Heroku is still the best way to start a hobby project
Derek Hopper
Posted on August 16, 2020
The most important step when you start a project is to get it deployed somewhere, anywhere. Running your code in your local development environment is great, but getting your deployment workflow setup is the holy grail.
When I started a hobby project about a month ago, I searched and searched for Heroku alternatives. In the past, I knew Heroku had a tendency to be costly. Heroku can also lack flexibility in certain situations.
After what seemed like an exhaustive search, I gave up. There are alternatives to Heroku, but nothing caught my eye. I had used AWS Elastic Beanstalk for a product in the past, but the initial setup took hours I didn't want to spend.
Ultimately, here's what I wanted in a service
- Automated deployment when merging to master
- Automated deployment when the tests pass
- One click setup of the database, Redis
- Process monitoring for Sidekiq
- Easy, simple cron
- Easy, simple scaling
To this day, Heroku still checks all those boxes. Even more so, everything has improved since I last used Heroku.

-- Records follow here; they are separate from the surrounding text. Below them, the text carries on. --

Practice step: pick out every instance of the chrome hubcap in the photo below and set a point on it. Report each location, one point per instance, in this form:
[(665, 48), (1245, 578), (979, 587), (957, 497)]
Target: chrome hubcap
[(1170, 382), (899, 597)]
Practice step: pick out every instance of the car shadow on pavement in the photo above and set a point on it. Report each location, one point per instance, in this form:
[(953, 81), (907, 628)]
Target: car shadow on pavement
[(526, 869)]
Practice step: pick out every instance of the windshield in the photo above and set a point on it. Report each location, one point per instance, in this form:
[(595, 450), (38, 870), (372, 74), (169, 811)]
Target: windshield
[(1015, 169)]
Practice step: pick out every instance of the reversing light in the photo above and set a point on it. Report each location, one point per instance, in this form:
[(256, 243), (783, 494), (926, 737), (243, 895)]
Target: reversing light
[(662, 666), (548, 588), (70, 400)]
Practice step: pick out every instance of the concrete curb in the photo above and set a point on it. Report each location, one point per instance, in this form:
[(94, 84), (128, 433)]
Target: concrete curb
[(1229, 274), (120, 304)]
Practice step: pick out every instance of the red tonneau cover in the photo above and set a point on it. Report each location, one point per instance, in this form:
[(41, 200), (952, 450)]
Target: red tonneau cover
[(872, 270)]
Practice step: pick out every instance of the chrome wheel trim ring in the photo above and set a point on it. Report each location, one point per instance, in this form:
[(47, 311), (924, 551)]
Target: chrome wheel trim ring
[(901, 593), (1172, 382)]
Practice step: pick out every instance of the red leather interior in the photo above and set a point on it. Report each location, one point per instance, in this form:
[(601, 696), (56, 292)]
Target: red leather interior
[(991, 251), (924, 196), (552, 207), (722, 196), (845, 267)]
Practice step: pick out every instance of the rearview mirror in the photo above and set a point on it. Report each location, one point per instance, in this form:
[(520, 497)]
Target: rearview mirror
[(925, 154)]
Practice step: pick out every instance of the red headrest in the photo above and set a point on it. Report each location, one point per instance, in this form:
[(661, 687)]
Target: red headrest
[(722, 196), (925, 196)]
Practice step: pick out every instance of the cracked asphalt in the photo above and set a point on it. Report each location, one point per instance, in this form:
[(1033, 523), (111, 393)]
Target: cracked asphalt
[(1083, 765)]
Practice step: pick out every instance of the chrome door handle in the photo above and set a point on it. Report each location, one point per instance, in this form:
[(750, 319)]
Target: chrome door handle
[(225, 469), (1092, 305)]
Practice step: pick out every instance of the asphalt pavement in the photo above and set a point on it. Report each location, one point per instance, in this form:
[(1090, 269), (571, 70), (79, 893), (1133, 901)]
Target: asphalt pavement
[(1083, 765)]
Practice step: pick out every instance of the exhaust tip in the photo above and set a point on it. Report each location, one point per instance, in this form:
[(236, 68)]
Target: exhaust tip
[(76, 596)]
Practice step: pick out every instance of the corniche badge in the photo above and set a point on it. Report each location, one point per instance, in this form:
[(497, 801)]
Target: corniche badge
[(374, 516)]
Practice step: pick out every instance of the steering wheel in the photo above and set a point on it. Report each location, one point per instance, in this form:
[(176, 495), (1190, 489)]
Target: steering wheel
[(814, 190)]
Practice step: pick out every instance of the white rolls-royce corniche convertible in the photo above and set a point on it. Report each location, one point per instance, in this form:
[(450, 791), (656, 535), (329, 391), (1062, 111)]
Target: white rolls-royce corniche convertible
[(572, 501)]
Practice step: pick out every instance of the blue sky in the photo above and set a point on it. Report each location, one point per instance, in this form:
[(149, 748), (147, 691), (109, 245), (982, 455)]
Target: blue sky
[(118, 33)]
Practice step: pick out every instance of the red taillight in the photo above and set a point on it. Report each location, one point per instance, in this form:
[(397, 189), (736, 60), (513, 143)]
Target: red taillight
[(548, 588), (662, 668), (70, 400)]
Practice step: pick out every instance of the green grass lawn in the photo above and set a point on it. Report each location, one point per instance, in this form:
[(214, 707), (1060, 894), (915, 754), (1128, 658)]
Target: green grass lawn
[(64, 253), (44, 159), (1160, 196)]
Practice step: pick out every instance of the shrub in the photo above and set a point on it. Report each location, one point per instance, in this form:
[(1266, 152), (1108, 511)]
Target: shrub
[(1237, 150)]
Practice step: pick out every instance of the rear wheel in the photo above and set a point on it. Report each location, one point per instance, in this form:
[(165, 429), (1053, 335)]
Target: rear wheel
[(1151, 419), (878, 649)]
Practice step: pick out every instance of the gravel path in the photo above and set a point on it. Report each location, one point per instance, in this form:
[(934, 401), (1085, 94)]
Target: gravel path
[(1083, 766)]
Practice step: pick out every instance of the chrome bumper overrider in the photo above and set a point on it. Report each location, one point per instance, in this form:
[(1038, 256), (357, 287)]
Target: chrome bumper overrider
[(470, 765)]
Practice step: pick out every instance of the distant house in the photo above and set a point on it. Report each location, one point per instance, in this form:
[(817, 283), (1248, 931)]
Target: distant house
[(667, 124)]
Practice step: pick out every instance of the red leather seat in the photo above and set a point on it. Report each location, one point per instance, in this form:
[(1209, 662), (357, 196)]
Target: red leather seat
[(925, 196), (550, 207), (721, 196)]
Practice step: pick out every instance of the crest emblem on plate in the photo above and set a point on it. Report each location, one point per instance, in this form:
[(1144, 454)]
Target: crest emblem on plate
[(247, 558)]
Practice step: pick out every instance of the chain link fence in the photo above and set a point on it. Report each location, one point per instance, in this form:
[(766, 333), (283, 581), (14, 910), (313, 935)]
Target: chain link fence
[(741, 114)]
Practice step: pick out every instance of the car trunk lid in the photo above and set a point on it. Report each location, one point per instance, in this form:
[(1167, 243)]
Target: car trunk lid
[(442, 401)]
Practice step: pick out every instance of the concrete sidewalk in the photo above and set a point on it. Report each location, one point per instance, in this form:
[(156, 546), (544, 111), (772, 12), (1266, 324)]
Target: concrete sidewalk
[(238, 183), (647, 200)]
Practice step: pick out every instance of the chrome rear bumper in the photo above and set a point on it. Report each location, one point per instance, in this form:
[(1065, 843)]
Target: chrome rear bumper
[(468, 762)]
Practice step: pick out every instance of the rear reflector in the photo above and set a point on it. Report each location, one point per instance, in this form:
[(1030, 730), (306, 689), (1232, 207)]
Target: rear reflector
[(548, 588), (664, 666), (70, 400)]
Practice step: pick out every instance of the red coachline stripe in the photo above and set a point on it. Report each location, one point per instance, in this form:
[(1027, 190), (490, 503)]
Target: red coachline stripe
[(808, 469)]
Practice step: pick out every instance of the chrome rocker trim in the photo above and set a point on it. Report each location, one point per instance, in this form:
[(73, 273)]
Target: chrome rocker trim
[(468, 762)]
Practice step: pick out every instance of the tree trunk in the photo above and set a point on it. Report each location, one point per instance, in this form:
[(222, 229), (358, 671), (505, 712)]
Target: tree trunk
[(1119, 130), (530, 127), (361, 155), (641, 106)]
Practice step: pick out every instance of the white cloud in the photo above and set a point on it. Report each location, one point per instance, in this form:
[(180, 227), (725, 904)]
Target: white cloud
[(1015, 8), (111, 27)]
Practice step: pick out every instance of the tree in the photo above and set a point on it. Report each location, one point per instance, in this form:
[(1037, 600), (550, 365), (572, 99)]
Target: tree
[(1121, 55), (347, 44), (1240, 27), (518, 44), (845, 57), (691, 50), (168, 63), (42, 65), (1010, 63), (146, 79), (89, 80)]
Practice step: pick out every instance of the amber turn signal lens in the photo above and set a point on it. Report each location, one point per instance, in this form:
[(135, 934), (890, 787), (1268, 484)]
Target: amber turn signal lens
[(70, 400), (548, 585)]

I booted up my Heroku account and started looking around. To my surprise, there was a lot I could scale up for free.
What I got out of Heroku
- A small PostgreSQL database
- A small Redis instance
- Cron
- A single web dyno
- A single Sidekiq dyno
- Automated deployments integrated with CircleCI
- Bonus: Free Mailgun
- Bonus: Free Sentry
I did all of this with minimal configuration. I didn't write any YAML. I don't deploy via the terminal. I don't worry about processes being killed.
The only annoyance is dynos going to sleep. Since the product I'm building isn't in production yet, that's not a big deal.
However, what I do have is a complete deployment workflow and somewhere to ship my code automatically. Instead of worrying about DevOps, I can focus on building. That's worth a lot to me.